22/03/2010

Aberystwyth Art Units Win Civic Trust Award


The Creative Art Units at Aberystwyth Arts Centre, covered in this blog last May, have won a major award at the annual Civic Trust Awards in Liverpool.

The awards are given to projects that are culturally, socially or economically beneficial, and are judged to make an outstanding contribution to the quality and appearance of the built environment. Fifty projects from the British Isles and Spain were selected from over 330 entries. The Creative Units project was the only Welsh winner.

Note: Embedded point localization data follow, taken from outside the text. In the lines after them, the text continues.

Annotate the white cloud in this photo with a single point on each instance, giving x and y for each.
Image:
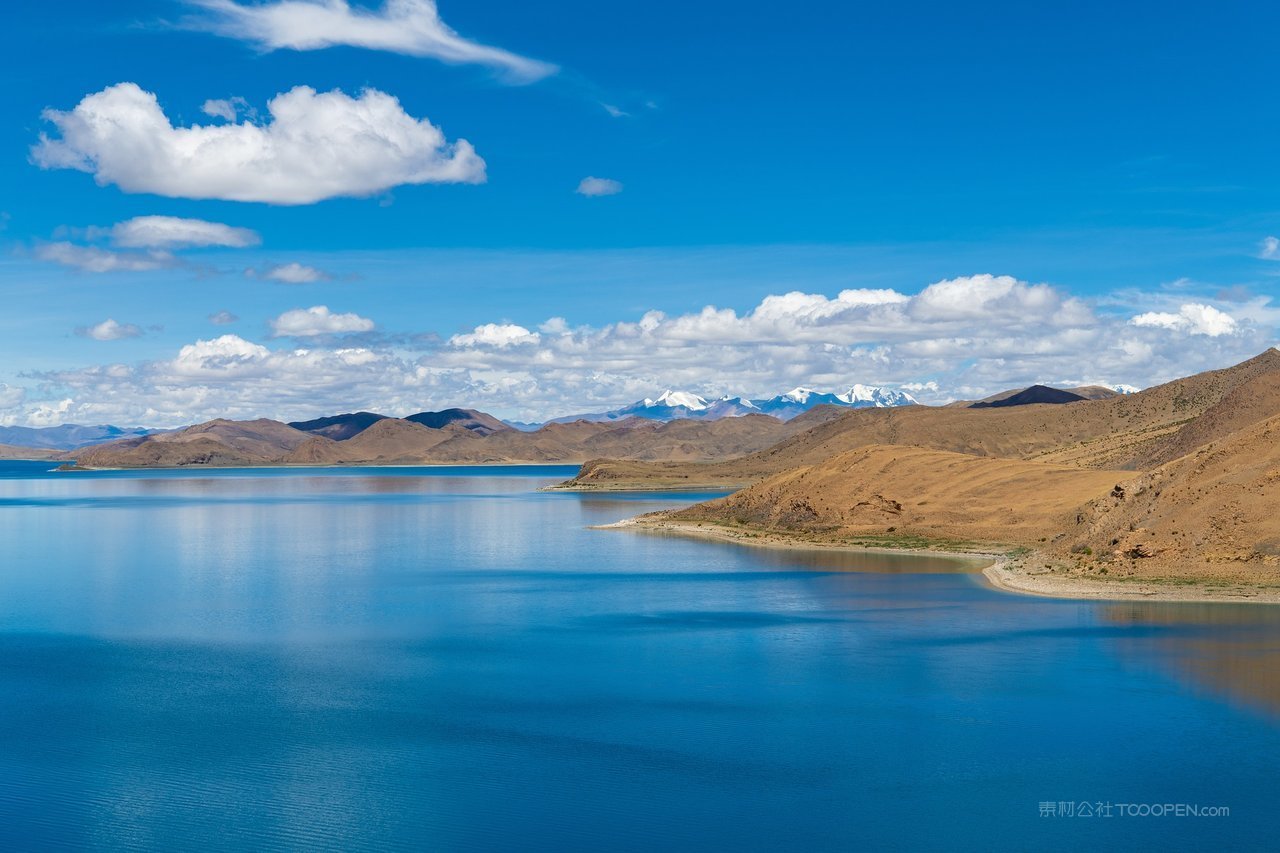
(292, 273)
(1192, 318)
(318, 319)
(110, 331)
(91, 259)
(593, 187)
(176, 232)
(218, 355)
(496, 334)
(318, 145)
(1028, 333)
(410, 27)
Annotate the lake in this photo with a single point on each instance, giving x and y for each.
(449, 658)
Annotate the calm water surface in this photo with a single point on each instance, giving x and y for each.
(405, 658)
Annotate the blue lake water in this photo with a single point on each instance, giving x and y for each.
(448, 658)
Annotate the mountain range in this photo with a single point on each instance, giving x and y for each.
(1175, 486)
(676, 405)
(67, 436)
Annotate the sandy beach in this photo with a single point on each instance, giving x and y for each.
(1002, 568)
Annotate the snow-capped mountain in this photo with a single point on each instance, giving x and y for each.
(675, 405)
(801, 400)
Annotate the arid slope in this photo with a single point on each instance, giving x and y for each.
(1130, 432)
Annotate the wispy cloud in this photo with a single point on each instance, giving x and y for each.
(94, 259)
(291, 273)
(174, 232)
(302, 323)
(496, 334)
(1010, 332)
(109, 331)
(410, 27)
(315, 146)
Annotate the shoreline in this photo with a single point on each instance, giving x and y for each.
(80, 469)
(999, 570)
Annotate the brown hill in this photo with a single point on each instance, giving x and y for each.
(215, 443)
(1087, 392)
(1212, 515)
(476, 422)
(14, 452)
(339, 428)
(912, 491)
(1121, 432)
(387, 442)
(394, 441)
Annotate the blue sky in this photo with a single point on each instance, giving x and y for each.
(1115, 163)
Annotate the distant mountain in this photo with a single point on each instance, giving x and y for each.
(339, 428)
(476, 422)
(801, 400)
(68, 436)
(1031, 396)
(677, 405)
(393, 441)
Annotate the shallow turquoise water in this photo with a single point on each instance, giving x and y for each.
(396, 658)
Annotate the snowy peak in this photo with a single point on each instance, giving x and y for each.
(798, 395)
(874, 396)
(679, 400)
(675, 405)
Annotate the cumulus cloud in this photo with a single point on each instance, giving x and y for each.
(410, 27)
(176, 232)
(109, 331)
(301, 323)
(315, 146)
(292, 273)
(92, 259)
(1192, 318)
(593, 187)
(496, 334)
(1024, 333)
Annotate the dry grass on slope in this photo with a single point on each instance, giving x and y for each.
(1132, 432)
(1215, 510)
(914, 492)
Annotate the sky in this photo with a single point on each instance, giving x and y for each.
(296, 208)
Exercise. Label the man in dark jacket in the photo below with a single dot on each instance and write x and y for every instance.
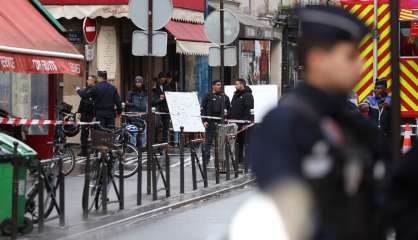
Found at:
(86, 111)
(212, 107)
(106, 98)
(241, 106)
(160, 103)
(137, 101)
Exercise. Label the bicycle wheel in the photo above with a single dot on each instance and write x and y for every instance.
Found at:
(129, 158)
(69, 160)
(32, 202)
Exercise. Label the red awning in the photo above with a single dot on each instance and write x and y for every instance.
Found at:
(197, 5)
(187, 31)
(29, 43)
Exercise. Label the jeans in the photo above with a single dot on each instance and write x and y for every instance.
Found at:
(210, 133)
(106, 122)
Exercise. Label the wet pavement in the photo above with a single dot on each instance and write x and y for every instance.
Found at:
(208, 220)
(75, 223)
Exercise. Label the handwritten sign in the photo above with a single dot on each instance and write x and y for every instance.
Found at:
(266, 98)
(185, 111)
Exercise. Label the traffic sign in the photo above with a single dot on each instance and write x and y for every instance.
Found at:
(89, 30)
(231, 27)
(161, 13)
(140, 43)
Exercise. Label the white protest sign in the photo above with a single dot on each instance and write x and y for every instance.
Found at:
(266, 98)
(185, 111)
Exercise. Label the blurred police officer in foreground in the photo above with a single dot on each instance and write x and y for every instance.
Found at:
(377, 107)
(310, 137)
(212, 107)
(86, 111)
(106, 100)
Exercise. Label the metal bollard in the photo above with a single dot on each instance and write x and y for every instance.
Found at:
(139, 177)
(86, 189)
(104, 186)
(181, 159)
(41, 206)
(167, 174)
(194, 170)
(121, 185)
(15, 191)
(227, 165)
(216, 157)
(61, 178)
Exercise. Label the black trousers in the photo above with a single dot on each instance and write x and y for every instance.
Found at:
(106, 121)
(85, 130)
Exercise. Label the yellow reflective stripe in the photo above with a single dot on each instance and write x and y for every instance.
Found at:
(409, 74)
(366, 51)
(365, 11)
(365, 93)
(383, 61)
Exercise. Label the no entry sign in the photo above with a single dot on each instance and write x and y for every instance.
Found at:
(89, 30)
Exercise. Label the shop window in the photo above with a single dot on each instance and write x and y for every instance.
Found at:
(254, 61)
(25, 96)
(409, 39)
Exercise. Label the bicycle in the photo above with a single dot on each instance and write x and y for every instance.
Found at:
(48, 172)
(102, 172)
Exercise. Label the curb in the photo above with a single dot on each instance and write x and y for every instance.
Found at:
(163, 208)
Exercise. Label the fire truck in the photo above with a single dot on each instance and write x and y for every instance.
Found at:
(376, 50)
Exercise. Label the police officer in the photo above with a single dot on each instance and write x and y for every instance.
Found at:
(160, 103)
(309, 136)
(106, 98)
(377, 107)
(137, 101)
(241, 105)
(212, 107)
(86, 111)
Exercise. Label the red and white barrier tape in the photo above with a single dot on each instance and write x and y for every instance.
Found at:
(140, 114)
(30, 122)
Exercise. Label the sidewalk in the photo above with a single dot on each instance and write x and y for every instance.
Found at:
(75, 223)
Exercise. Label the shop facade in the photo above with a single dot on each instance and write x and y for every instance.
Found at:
(33, 62)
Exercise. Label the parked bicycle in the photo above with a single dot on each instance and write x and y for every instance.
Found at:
(108, 154)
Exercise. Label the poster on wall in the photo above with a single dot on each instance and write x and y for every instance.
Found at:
(185, 111)
(266, 98)
(107, 51)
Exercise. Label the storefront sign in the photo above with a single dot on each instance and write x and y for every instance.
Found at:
(414, 29)
(107, 51)
(74, 37)
(89, 30)
(10, 62)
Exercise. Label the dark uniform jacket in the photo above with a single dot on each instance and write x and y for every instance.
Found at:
(160, 105)
(241, 105)
(86, 108)
(105, 97)
(137, 101)
(293, 143)
(212, 105)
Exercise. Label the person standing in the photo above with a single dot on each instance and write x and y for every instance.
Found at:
(107, 103)
(137, 101)
(160, 103)
(212, 107)
(241, 106)
(86, 111)
(311, 139)
(377, 107)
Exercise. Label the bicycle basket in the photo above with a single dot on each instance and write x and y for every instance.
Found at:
(102, 139)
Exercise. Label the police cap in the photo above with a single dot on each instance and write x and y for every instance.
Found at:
(330, 24)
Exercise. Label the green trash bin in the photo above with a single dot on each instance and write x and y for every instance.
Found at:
(6, 184)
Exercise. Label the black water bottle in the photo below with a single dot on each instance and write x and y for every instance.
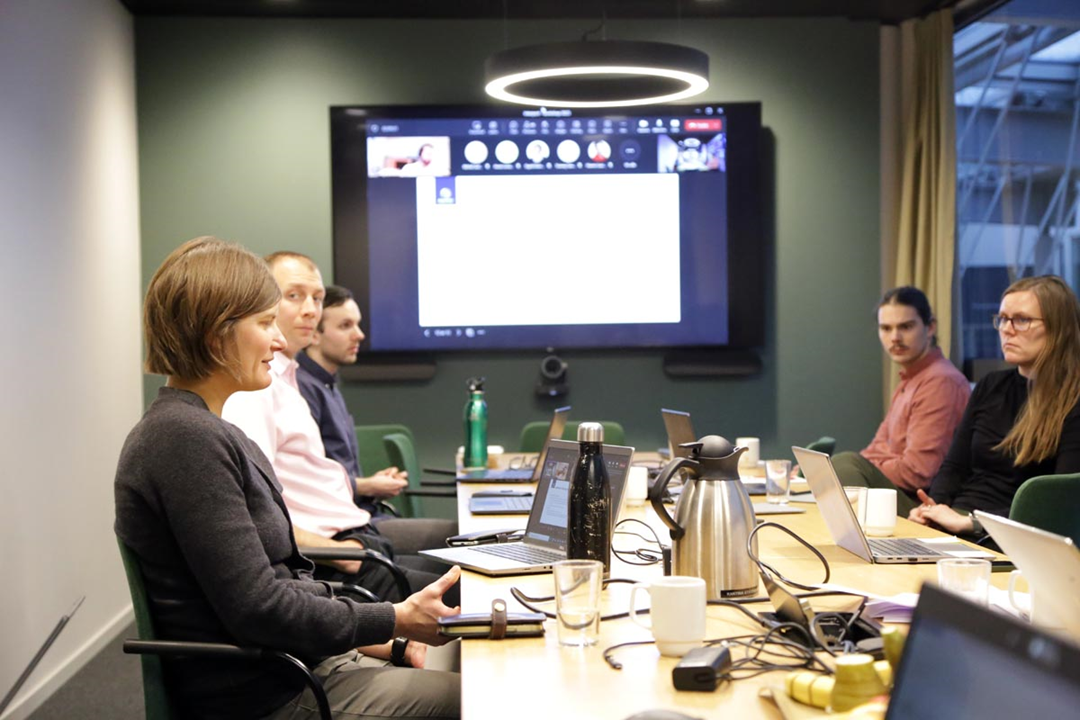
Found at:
(589, 512)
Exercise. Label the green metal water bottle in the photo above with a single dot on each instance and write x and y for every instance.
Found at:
(475, 417)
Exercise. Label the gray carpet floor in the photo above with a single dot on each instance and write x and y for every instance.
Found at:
(108, 688)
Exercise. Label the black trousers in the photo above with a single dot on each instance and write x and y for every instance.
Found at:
(420, 571)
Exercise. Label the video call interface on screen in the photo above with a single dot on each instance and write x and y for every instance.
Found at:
(547, 230)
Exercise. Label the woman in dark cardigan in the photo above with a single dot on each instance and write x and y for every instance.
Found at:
(1018, 423)
(199, 505)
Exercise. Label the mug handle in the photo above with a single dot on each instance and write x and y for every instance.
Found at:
(633, 607)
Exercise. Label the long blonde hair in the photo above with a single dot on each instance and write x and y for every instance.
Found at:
(1055, 388)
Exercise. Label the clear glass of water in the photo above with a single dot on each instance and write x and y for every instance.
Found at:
(578, 586)
(778, 480)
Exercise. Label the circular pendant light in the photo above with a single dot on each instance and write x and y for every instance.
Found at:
(598, 73)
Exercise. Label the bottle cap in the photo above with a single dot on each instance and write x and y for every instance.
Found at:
(590, 432)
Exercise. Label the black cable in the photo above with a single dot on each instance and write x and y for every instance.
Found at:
(765, 567)
(646, 556)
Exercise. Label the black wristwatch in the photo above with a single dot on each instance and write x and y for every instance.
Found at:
(397, 653)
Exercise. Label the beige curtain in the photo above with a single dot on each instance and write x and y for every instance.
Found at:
(919, 184)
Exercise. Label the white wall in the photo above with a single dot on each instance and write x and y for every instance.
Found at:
(70, 384)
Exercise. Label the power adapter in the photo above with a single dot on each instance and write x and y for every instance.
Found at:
(701, 668)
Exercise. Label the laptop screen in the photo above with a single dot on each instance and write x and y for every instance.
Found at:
(679, 431)
(964, 662)
(548, 519)
(554, 433)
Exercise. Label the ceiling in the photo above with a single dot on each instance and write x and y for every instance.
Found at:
(883, 11)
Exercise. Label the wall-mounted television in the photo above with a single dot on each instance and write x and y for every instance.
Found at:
(476, 228)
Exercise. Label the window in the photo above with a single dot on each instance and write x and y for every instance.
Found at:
(1017, 111)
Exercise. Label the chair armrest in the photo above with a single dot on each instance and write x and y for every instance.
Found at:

The units were designed to develop Aberystwyth Arts Centre’s role as a creative hub for arts and craft workers. The project, worth £1.4 million, received funding from Aberystwyth University, the Arts Council of Wales Lottery Fund and the National Assembly. All the units are now fully occupied with a range of new and established creative business, working in fields that include TV, music, digital production, book publishing, and visual artists. With their ‘crinkled steel’ finish their unique look has proved to be a real draw for creative companies looking for a base that fits their image.

The units aren’t liked by everyone and involved the clearing of a small wood to accommodate but they certainly provide much needed studio space for some of the large community of artists in Aberystwyth.

1 comment:

  1. TURKEY FOIL HOUSES AT THE ARTS CENTRE

    May I contribute to the controversy over the merits of the Creative Units at the Arts Centre?

    Beauty is said to be in the eye of the beholder. I find these units to be an obtrusive blot on the landscape. I had hoped the stainless steel exterior would reflect the surrounding trees so that the units would blend into their surroundings. This hope has been dashed. The buildings are set on a slope but instead of sinking the upper end into the ground, the lower ends are raised on stilts thus making insulation of the floor more difficult. Each unit has a two-part structure with a central glass skylight and doors. Before I went into one, I had imagined there was a central glass corridor through which visitors could watch the artists at work. I have been disappointed.

    The partnership that designed these buildings was also responsible for a giant metal sculpture in Manchester for which they eventually paid £1.7 million damages as extensive work is required to make it safe. They also designed a café on Littlehampton beach. This has a sausage-shaped outline and a steel shell designed to turn a rusty brown. The locals call it “the giant t**d on the beach” though I much prefer it to the Creative Units. Is this Partnership striving too hard to be avant-garde?